Giant telecommunications in Kenya, Safaricom has waived all M-PESA payment charges for both public and private hospitals around the country.
In an effort to encourage Kenyans to adopt the cashless mode of payment and transaction and in line with the government’s call for Kenyans to avoid banknotes as much as possible, Kenyans paying hospital bills using M-PESA will not be charged transaction fees.
“Dear customer, M-PESA payment at public and private hospitals and clinics countrywide will be FREE of M-PESA charges. Avoid germs, avoid cash,” said Safaricom in a message sent to M-PESA users across the country.

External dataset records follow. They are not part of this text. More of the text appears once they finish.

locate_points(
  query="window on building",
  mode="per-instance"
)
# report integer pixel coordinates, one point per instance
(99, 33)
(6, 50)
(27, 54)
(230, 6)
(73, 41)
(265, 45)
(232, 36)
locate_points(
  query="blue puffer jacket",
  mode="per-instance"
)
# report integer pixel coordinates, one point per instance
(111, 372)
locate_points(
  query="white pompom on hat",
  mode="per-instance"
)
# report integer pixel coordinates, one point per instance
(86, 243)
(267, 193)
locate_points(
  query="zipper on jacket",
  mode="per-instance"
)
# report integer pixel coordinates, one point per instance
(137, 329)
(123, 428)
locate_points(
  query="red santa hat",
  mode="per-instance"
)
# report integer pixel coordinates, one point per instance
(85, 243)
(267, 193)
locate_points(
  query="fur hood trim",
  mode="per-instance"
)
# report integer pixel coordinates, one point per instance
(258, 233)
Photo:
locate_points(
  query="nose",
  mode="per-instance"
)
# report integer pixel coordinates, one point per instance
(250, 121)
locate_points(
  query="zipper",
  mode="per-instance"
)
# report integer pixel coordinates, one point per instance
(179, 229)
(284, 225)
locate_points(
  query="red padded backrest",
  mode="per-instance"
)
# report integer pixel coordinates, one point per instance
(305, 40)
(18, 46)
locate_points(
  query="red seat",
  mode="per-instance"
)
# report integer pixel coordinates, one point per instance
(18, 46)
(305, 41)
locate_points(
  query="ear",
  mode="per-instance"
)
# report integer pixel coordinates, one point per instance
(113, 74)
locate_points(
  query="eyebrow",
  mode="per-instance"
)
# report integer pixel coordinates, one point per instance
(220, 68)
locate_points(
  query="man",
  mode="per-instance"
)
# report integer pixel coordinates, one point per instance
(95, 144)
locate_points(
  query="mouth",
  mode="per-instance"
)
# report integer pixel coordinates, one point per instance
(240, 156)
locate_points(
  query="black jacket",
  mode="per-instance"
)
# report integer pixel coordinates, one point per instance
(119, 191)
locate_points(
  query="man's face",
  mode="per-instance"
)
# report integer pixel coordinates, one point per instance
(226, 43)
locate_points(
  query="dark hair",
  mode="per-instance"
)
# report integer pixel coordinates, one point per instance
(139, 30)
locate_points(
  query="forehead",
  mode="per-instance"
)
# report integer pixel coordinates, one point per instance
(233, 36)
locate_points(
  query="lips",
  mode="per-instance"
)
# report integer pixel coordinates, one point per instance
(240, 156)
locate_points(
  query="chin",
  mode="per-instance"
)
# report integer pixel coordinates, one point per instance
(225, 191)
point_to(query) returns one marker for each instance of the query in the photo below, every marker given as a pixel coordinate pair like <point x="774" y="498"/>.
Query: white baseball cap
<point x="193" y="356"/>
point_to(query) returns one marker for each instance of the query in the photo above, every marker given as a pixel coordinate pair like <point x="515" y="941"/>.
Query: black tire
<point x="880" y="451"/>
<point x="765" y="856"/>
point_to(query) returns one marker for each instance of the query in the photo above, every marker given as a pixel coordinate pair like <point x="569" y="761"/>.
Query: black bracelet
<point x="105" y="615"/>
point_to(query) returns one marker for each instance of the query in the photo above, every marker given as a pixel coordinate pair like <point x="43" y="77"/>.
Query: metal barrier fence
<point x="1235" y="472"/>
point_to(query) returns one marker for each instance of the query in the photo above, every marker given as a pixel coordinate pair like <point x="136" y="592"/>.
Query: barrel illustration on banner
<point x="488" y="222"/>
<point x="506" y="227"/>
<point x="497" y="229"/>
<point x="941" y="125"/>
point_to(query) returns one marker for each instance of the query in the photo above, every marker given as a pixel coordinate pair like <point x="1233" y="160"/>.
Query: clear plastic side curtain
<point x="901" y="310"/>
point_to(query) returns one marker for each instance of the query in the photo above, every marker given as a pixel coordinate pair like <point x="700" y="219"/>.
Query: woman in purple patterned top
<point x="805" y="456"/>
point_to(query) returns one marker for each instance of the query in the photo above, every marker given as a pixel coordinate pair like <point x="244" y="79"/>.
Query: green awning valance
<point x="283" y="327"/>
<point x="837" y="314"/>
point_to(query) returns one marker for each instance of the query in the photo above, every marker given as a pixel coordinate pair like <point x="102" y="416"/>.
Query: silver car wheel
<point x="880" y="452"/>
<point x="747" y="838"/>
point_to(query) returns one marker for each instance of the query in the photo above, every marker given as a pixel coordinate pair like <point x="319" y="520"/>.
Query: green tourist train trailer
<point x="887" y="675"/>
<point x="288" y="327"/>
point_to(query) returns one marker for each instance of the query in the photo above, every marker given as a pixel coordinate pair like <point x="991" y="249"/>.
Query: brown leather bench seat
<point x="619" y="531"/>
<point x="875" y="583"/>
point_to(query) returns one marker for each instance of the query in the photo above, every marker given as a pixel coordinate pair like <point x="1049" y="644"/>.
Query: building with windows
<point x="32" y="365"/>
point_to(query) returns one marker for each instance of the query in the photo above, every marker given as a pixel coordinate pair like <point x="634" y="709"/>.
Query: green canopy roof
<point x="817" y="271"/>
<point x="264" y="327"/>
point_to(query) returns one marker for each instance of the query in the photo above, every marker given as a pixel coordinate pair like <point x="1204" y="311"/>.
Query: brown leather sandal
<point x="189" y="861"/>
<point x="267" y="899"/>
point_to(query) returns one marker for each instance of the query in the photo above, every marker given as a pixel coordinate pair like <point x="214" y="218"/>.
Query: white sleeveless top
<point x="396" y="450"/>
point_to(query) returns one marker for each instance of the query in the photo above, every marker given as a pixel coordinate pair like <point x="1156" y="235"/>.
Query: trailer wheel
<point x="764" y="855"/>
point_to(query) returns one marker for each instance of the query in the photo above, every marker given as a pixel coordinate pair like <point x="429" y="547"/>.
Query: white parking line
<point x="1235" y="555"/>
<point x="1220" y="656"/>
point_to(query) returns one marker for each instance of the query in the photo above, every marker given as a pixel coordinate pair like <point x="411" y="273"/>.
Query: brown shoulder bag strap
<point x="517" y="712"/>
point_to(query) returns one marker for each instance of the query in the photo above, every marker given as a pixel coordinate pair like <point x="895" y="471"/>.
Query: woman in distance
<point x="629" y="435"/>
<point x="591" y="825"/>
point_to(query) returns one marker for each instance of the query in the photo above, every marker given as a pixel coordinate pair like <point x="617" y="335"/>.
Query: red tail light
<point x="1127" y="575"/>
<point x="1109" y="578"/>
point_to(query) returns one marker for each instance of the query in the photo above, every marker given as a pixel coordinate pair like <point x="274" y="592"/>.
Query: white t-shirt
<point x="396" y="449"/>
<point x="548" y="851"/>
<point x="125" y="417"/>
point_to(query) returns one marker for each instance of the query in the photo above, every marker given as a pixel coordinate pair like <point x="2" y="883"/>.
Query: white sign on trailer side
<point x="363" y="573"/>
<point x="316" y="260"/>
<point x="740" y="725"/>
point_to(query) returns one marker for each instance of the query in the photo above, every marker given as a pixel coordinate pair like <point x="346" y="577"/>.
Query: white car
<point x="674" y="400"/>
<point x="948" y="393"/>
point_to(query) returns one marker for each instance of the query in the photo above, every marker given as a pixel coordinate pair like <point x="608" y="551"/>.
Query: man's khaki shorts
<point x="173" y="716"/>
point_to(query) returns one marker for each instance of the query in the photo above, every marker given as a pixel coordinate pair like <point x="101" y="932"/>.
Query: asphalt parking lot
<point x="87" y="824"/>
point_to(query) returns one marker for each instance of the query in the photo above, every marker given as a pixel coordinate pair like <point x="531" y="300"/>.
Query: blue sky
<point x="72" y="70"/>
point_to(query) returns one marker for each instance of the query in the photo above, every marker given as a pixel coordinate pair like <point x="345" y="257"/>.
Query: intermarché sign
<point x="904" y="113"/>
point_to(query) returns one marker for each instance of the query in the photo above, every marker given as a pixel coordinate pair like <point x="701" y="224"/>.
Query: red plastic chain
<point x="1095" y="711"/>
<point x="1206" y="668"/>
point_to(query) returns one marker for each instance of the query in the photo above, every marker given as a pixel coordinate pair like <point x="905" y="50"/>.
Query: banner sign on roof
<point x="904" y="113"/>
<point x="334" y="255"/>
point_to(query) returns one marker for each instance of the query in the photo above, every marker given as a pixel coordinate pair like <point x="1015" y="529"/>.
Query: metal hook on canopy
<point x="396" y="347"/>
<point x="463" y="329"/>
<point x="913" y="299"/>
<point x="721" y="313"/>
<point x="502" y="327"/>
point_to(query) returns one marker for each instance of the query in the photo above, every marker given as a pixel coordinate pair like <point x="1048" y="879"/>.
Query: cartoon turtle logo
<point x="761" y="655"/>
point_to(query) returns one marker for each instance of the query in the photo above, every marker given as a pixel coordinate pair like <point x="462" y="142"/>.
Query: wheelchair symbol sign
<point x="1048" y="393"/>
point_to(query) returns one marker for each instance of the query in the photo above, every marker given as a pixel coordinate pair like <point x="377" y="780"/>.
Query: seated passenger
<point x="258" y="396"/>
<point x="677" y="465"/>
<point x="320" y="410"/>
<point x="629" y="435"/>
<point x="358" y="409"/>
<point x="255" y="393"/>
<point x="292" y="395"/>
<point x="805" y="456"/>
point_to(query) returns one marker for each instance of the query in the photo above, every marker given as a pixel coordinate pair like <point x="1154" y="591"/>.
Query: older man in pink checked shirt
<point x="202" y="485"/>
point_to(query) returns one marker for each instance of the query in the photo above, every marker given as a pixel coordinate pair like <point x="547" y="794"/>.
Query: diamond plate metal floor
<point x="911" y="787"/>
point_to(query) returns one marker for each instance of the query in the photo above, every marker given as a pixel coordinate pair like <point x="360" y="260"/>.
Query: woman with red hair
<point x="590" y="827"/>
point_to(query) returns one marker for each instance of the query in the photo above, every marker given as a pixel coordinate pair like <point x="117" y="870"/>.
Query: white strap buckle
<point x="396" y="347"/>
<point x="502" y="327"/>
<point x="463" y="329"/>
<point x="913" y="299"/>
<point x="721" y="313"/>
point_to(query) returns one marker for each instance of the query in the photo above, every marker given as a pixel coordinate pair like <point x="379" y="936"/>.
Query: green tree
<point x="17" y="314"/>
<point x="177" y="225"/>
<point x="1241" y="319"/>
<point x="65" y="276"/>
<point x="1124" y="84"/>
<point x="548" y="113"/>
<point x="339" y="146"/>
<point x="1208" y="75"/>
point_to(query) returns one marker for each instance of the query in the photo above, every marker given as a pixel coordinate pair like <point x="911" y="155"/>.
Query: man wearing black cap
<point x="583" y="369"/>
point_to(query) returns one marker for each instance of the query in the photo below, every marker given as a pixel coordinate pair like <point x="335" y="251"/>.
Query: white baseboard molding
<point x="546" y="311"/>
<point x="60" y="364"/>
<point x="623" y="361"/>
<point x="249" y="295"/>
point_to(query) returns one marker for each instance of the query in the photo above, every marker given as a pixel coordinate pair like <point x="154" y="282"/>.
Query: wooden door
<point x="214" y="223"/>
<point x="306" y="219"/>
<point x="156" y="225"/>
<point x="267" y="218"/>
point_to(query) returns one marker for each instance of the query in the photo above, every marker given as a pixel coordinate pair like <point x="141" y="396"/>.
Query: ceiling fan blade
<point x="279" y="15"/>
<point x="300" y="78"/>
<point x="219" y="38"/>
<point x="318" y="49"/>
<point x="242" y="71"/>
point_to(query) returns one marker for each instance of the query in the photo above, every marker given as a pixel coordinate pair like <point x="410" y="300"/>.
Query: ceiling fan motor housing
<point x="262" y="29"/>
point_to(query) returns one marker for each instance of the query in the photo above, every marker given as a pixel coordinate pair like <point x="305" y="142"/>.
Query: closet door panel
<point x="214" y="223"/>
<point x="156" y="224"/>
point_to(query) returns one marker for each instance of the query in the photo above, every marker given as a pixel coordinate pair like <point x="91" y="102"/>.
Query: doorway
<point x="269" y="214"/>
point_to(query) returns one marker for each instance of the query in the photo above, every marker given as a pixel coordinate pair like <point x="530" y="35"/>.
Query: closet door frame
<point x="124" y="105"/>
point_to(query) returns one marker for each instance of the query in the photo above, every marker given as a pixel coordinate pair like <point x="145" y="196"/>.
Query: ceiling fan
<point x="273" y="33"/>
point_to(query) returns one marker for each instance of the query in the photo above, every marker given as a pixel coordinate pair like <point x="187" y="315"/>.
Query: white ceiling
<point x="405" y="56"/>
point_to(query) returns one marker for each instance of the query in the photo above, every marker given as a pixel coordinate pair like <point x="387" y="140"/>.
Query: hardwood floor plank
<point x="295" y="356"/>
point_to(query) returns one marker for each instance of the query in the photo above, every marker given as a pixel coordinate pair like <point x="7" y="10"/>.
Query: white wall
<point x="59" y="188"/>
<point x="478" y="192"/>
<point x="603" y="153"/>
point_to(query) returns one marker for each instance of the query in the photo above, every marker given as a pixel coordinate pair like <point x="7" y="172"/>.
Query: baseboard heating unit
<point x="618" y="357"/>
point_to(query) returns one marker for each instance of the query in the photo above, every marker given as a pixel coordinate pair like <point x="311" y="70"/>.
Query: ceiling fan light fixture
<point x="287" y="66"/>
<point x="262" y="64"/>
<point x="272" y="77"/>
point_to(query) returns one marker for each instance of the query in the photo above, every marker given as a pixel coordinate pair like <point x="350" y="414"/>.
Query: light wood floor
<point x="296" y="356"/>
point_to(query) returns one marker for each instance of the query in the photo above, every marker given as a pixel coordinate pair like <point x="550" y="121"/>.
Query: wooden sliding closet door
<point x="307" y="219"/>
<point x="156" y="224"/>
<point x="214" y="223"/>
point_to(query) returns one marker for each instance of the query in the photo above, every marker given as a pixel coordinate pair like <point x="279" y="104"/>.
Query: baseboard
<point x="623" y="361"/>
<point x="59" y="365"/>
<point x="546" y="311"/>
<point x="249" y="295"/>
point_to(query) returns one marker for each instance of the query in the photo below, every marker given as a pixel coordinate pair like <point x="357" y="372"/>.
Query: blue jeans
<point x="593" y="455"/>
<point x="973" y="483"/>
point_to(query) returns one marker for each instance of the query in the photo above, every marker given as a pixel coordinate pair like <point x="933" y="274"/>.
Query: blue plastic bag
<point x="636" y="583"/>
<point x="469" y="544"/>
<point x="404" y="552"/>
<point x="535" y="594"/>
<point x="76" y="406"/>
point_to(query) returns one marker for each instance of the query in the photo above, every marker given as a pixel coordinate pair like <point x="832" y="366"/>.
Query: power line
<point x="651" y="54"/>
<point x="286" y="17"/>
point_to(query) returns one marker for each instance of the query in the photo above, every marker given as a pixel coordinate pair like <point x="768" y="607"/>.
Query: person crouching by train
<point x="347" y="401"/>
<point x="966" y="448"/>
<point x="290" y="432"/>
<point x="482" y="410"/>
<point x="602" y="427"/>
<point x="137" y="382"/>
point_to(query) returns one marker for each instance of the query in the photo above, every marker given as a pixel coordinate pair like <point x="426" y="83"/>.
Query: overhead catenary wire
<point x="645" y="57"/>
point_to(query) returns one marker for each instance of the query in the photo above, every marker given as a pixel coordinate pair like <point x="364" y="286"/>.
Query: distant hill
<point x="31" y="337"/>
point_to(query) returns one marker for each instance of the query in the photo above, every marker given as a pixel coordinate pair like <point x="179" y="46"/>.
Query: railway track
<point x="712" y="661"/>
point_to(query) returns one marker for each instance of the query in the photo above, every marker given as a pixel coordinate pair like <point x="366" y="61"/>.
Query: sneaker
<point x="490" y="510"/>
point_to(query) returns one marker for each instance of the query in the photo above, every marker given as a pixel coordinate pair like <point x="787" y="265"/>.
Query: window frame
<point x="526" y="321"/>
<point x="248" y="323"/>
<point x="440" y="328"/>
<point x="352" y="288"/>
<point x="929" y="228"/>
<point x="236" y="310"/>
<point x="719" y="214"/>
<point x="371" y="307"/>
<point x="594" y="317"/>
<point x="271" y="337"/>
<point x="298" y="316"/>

Currently, those sending cash less than 1,000 shillings using M-PESA are not being charged any transaction fees in line with a directive from the Central Bank of Kenya after a meeting with stakeholders. Kenyans can now transact up to 300,000 shillings via M-PESA per day from 140,000 shillings with the limit per transaction rising to 150,000 shillings from 70,000 shillings.
The World Health Organization (WHO) has been calling on people around the world to avoid using banknotes as they are capable of transmitting deadly Coronavirus. WHO says Coronavirus can remain active for days on surfaces including banknotes. Coins are safer than banknotes but most coins are of less value in countries such as Kenya.